Murat Erşahin Sinemadan Çıkmış İnsan

21 NİSAN 2017

20 Nisan 2017 Perşembe 18:19
Murat Erşahin Sinemadan Çıkmış İnsan

Salonlara ilk olarak 20 Ocak 2017’de uğrayıp, ikinci kez vizyon görecek olan sevimli Disney animasyonu ‘Moana’ dahil, toplam on iki film merhaba diyor bu hafta. Hemen her beğeniye seslenen yoğun haftanın filmlerinden dördü yerli yapım. İçinizde yaşayan sinemadan çıkmış insanın elini sakın ha bırakmayın! Herkese iyi seyirler.


BEDEN VE RUH

-Rüyalarda buluşanlar üzerine-

Macaristanlı ‘auteur’ isim Ildikó Enyedi’nin yazıp yönettiği ‘alışılmadık’ aşk öyküsü, sert olduğu denli hassas, gerçek olduğu kadar büyülü bir öykü yansıtıyor perdeye. Berlin Film Festivali’nin büyük ödülü, ‘Altın Aslan’ı kazanan dram, festivalden FIPRESCI ödülü dahil dört heykelcikle ayrılmıştı. Usta Macar sinemacının, on sekiz yıl aradan sonra çektiği uzun metraj kurmacası, Budapeşte’de bir mezbahada geçiyor.

Filmin açılış bölümünde, günlük rutinin en ufak ayrıntısına dek perdeye yansıdığı mezbahanın patronu Endre, sessiz, içine kapanık, gözlemci bir adamdır. Mezbahada çalışmaya yeni başlayan kontrol sorumlusu Maria ise, son derece asosyal, yalnız, kendine özgü genç bir kadındır. Birbirlerini ilk görüşte ilginç bulan çift, bir suç soruşturması sırasında psikoloğun fark ettiği önemli bir ayrıntı sonucu yakınlaşırlar: İkisi de aynı rüyayı görmektedirler.

Günümüz dünyasında sevginin nerede gizlendiğine dair duygusal bir masal, orijinal adıyla ‘Teströl és lélekröl’. Alışılmadık aşk hikayesi, adının karşılığını fazlasıyla veren beden ve ruh üzerine içi dolu çıkarımlar yapıyor. Naif ruhlar ve nobran hayatın kıyısında sadece rüyalarda oluşan büyülü bir zarafetin resmini yansıtmış perdeye Macar sinemacı Enyedi. Rüyalardaki birliktelik, korku, endişe ve önüne geçilmesi imkansız olan en özel his: aşk!

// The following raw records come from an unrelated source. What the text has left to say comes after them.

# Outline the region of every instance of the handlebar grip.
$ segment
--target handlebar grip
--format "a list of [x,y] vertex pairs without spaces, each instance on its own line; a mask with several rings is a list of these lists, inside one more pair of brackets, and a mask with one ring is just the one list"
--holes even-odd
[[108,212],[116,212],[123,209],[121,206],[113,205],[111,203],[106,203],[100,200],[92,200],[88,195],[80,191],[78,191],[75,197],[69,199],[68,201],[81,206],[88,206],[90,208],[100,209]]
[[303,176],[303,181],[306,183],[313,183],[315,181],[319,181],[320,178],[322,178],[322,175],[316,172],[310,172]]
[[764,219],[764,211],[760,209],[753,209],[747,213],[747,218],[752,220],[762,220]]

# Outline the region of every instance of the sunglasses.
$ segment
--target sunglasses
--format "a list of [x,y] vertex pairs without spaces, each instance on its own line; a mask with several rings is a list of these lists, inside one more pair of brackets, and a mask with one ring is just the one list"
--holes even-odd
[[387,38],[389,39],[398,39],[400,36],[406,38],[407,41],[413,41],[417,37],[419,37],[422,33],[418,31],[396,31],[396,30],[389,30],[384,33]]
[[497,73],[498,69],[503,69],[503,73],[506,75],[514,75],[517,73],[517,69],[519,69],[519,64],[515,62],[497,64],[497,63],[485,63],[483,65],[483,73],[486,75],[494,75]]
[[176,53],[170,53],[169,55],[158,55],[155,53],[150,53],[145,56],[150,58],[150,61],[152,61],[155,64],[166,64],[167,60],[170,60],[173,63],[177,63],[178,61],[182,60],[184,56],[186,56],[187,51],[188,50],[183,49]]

Müthiş performanslarıyla Géza Morcsányi ve Alexandra Borbély’nin başrolleri paylaştıkları duygusal film, birçok ‘normal’ insanın, ‘hastalık’ olarak gördüğü hislerin en derin noktasında kuruyor kamerayı. İzleyicisini, öyküsünde yer alan aşk meselesine ikna etmeyi başaran Macar yapımı, geleneği olan, yetkin ve oturaklı bir sinemanın önemli ürünlerinden biri. Kesinlikle kaçırmayınız! (4,5 / 5)



KAYIP ŞEHİR Z

-Her ruh için bir ev var!-

Yaşanmış olaylardan perdeye uyarlanmış biyografik dram, lezzetli ve sürükleyici bir serüven de içeriyor. David Grann’ın aynı adlı kitabından uyarlanmış yapımın yönetmen koltuğunda, Cannes’de dört kez Altın Palmiye için yarışmış usta isim James Gray oturuyor.

Alkolik ve sorumsuz babasının kötü ünü yüzünden kıdem alamayan Binbaşı Percy Fawcett, 1920’li yılların ortasında Amazon ormanlarının derinliklerinde gizlendiği düşünülen uygarlığı keşfetmekle görevlendirilir. Bu keşif görevi, zamanla önüne geçilmesi imkansız bir tutkuya dönüşür.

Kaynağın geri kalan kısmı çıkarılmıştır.